Luck Fickell not worrying about Jim Harbaugh anymore

Jim Harbaugh

Cincinnati Bearcats head coach Luke Fickell seems to be backing down after working all offseason to make Michigan look like a villain over the NCAA not granting immediate eligibility to transfer James Hudson.

Hudson was a redshirt freshman at Michigan last year and appeared in three games as a right tackle. His mother asked for a meeting with Wolverines head coach Jim Harbaugh that took place on Oct. 22, 2018, two days after the Wolverines’ win over Michigan State.

The meeting was said to be abrupt. Later that day, Hudson decided to enter his name into the transfer portal.

Harbaugh contends that the meeting was about playing time and that Hudson was upset he had been surpassed on the depth chart for the Michigan State game. The coach said Hudson was surpassed because of an injury.

Hudson decided to transfer to Cincinnati and sought a waiver to be granted immediate eligibility to play. The waiver request was denied, as was Hudson’s appeal.

Hudson, his mother, and Fickell then embarked on a smear campaign aimed at Michigan, blaming them and Harbaugh for not helping out the player, who says he was dealing with depression at Michigan.

The NCAA denied Hudson’s requests because the transfer to Cincinnati fell outside of the 100-mile radius from Hudson’s hometown of Toledo, and because there was no documentation of his depression during his time at Michigan. Hudson contends he did not report anything to avoid looking weak.

Harbaugh, Michigan, and the NCAA took heat over the matter. The Michigan coach spoke on the subject at Big Ten Media Days and said he foresaw concerns with players being granted immediate eligibility for citing mental health reasons. He said that once players see a pattern in the NCAA granting waivers, others will follow just to get what they want, even if it means lying about mental health issues.

“Down the road, I don’t see that helping them if that’s not a legitimate thing,” Harbaugh told ESPNU’s Big Ten Radio in July. “But nobody would know. But what are you going to say? Ten years down the road, ‘I just had to say what I had to say’? You’re putting them in a position that’s unfair, not right. You’re saying it just to say it. … That’s not something we should be promoting at the college level. Telling the truth matters, especially at a college.”

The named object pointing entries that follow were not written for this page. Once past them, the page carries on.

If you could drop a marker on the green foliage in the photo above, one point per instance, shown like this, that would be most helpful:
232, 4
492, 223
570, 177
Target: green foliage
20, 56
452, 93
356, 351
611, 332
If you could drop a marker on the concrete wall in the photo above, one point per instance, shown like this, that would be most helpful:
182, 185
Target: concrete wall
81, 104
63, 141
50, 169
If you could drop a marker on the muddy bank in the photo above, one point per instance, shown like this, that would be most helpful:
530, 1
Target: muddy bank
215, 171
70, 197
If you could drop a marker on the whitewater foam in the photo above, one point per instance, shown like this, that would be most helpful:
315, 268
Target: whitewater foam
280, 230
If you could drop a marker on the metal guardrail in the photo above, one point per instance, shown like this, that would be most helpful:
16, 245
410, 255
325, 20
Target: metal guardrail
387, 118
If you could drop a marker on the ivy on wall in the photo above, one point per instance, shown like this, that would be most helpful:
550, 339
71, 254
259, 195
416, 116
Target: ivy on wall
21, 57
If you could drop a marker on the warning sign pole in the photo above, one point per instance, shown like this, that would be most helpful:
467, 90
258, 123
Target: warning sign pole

Harbaugh is exactly right about that concern. He offered a solution, saying the NCAA should grant a one-time transfer for college football players with no reason required. A second transfer would necessitate a year sitting out.

“I care very deeply about mental health. I’m not saying everybody’s lying about that,” Harbaugh said. “… Just saying, ‘OK, this is America. You started at this school, you didn’t like it, and for whatever the reason is, you’re freely allowed to transfer to any other school like any other human being would have a right to do.’ That’s really the bottom line.”

In an article published by The Athletic’s Justin Williams on Tuesday, Fickell called out Harbaugh and Michigan for not doing more to help out Hudson’s case.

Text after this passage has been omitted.